Simple & Enjoyable Ways to Stay Active
- Start the Day with a Walk
A short brisk walk in the morning can set the day’s physical activity. 20 to 30 minutes of physical activity can help burn calories and keep blood sugar steady. - Turn Festivities into Fitness
Involving yourself in dance, traditional games, or even light chores like decorating the house or shopping for supplies can be helpful. These activities double up as exercise. - Short Home Workouts
If you are not able to go out, simple indoor workouts such as squats, yoga stretches, skipping rope, or push-ups can keep you active. Doing 10 to 15 minutes of exercise can work wonders. - Active Travel Choices
Try to take the stairs instead of the lifts. Have a light walk around as you wait for the lift to arrive. - Mini Activity Breaks
Set reminders to stand, stretch, or walk every hour. Light activity after meals—such as a 10-minute stroll—can prevent sugar spikes.

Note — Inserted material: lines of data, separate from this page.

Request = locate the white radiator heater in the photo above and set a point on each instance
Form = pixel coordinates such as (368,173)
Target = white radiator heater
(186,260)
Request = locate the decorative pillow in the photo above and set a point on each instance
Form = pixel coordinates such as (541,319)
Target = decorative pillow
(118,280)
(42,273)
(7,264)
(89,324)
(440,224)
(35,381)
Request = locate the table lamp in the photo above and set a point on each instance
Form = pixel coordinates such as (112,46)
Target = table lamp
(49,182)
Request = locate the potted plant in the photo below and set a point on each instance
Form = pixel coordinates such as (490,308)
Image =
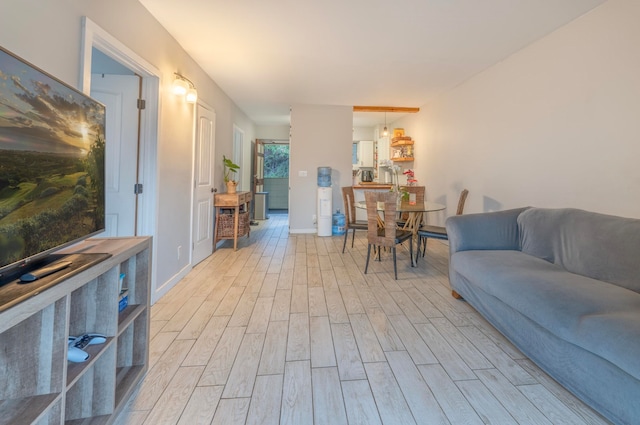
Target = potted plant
(230,168)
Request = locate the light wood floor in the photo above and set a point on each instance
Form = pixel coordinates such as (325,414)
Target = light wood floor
(288,330)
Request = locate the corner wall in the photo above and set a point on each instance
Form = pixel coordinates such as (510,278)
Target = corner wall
(320,137)
(554,125)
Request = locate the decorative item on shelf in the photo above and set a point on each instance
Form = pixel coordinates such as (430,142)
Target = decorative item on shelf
(411,181)
(229,168)
(402,148)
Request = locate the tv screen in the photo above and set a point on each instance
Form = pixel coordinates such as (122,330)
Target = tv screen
(52,153)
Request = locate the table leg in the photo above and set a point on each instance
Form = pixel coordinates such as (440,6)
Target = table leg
(236,220)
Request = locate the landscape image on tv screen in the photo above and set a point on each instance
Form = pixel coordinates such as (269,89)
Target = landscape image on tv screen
(52,151)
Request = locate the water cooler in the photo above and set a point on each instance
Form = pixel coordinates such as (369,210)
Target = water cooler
(325,201)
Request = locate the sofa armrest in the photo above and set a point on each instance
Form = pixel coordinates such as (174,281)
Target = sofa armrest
(484,231)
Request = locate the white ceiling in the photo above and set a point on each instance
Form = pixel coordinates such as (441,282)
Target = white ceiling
(268,55)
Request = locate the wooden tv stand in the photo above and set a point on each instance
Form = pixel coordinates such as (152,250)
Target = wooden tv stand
(39,385)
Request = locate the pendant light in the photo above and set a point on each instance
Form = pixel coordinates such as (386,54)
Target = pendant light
(385,132)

Balancing Diet and Activity
Staying active works best when paired with mindful eating.
- Practice Portion Control: Enjoy festive foods, but in small servings.
- Stay Hydrated: Drink water regularly and avoid sugary drinks.
- Include Fibre and Protein: Add salads, sprouts or dal to meals to balance blood sugar.
- Don’t Skip Medication: Keep track of your prescribed medicines and monitor blood sugar regularly, especially after indulgent meals.
Benefits of Staying Active During Festivals
- Stable Blood Sugar: Reduces the risk of sudden spikes and crashes.
- Improved Digestion: Helps the body process festive meals better.
- Better Mood and Energy: Physical activity boosts endorphins, keeping stress away.
- Weight Management: Prevents excess weight gain during long holidays.
Practical Tips for Success
- Carry comfortable shoes when travelling, so you can take walks anywhere.
- Involve family members in fun group activities—it makes exercise feel less like a chore.
- Break activity into small chunks throughout the day if you can’t manage long sessions.
- Keep a journal of steps or activity minutes to stay motivated.
Conclusion
Festive holidays are meant to be enjoyed, not avoided. With a little planning, you can strike the right balance between celebration and health. By making small adjustments—like adding walks, dancing with family or short workouts—you can stay active, keep your blood sugars stable, and enjoy the holidays to the fullest.